I will go through all these ideas as I unfold my own reading, but I have also made a few modifications to Ben-Dov’s system.  First, the sequence in which the cards are drawn is not necessarily the sequence in which they are read: though I read most open spreads from left to right, I sometimes encounter spreads in which it makes more sense to read from right to left or even from center outward; these situations are rare, but it is important to remain adaptable and allow the images to guide us through whatever currents they will.  In some ways this makes everything easier, but in other ways, it can make things even more confusing.  Second, I allow for the possibility (and probability) that my three-card spread can develop into something much more complex.  I begin with three cards, but sometimes I require more information, and I feel like the narrative is not complete, so I must add to it (and here I am approaching what Jodorowsky learned to get away from early in his work with the Tarot, but I trust myself to feel my way through, wherever that feeling leads me).  Each successive card not only guides me forward in the journey, but often also forces me to reevaluate the path I have already traveled.
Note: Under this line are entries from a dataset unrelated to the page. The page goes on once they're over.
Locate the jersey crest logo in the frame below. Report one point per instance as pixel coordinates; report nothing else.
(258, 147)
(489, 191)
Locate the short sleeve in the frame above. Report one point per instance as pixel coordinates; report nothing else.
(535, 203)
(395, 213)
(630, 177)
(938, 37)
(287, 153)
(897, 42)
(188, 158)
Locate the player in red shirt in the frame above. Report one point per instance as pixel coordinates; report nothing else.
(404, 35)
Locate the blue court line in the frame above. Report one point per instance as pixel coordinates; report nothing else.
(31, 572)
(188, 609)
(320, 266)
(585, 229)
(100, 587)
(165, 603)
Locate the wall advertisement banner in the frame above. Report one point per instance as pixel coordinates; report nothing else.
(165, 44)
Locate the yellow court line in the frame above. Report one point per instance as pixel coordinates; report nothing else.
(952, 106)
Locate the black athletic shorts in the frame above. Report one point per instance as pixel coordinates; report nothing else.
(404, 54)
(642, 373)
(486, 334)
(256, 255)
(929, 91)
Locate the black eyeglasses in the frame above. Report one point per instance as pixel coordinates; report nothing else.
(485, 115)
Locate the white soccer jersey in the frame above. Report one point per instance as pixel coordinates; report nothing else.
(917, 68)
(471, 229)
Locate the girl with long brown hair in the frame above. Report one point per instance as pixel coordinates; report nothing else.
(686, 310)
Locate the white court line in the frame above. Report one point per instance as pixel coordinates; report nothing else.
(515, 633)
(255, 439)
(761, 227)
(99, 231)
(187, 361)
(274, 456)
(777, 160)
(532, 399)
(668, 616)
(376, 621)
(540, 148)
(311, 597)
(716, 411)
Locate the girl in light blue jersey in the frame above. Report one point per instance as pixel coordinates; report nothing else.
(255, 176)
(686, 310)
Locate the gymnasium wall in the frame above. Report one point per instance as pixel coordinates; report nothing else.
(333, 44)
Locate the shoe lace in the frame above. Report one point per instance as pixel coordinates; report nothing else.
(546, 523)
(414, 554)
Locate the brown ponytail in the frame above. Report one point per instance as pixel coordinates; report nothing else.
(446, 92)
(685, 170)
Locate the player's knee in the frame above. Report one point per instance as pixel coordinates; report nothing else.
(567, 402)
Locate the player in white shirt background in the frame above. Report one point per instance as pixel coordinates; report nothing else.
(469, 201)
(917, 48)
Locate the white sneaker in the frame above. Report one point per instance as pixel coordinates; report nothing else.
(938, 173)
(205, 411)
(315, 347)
This is not really so outlandish as it may initially sound: frequently I have found in my life that new experiences have obligated me to reinterpret past events or reexamine beliefs I had once thought indisputable.  The open journey demands I engage with my query through however many evolving articulations it may pass.  It also compels me to be unceasingly flexible in my approach, for no two journeys are the same, and each confronts me with a variety of challenges that force me to choose opposing courses.  Thus, I continually remind myself of the admonition, “a foolish consistency is the hobgoblin of little minds.” [3]   So when I begin, I have no idea how large the spread may grow, and I must also be prepared for the path to veer off unexpectedly, requiring me to gather all the cards for a reshuffling in order to draw a branching spread.  But I must commit myself to the path until I feel it has reached its conclusion.


[1]       The phraseology, which I will reference throughout this post, comes from the Wikipedia article: “The scientific method is an empirical method of acquiring knowledge that has characterized the development of science since at least the 17th century. It involves careful observation, applying rigorous skepticism about what is observed.”

[2]         Ben-Dov, Yoav.  Tarot: The Open Reading.  CreateSpace, 2011, 2013.

Tarot: The Open Reading, has since been reissued as The Marseille Tarot Revealed: A Complete Guide to Symbolism, Meaning & Methods.  Whether it was updated with new material or merely underwent a title change, I cannot say, as I did not purchase the reissue.  I also use the Conver Ben-Dov deck (CBD) as my default deck in all my posts unless otherwise indicated.

[3]       Emerson, Ralph Waldo, “Self-Reliance” (1841).  Unfortunately, Emerson’s original phrasing does not seem to be so well-known as the misquote, “consistency is the hobgoblin of little minds,” which actually makes very little sense and tends to be trotted out as a pretentious grenade to end an argument that did not come to a satisfactory conclusion.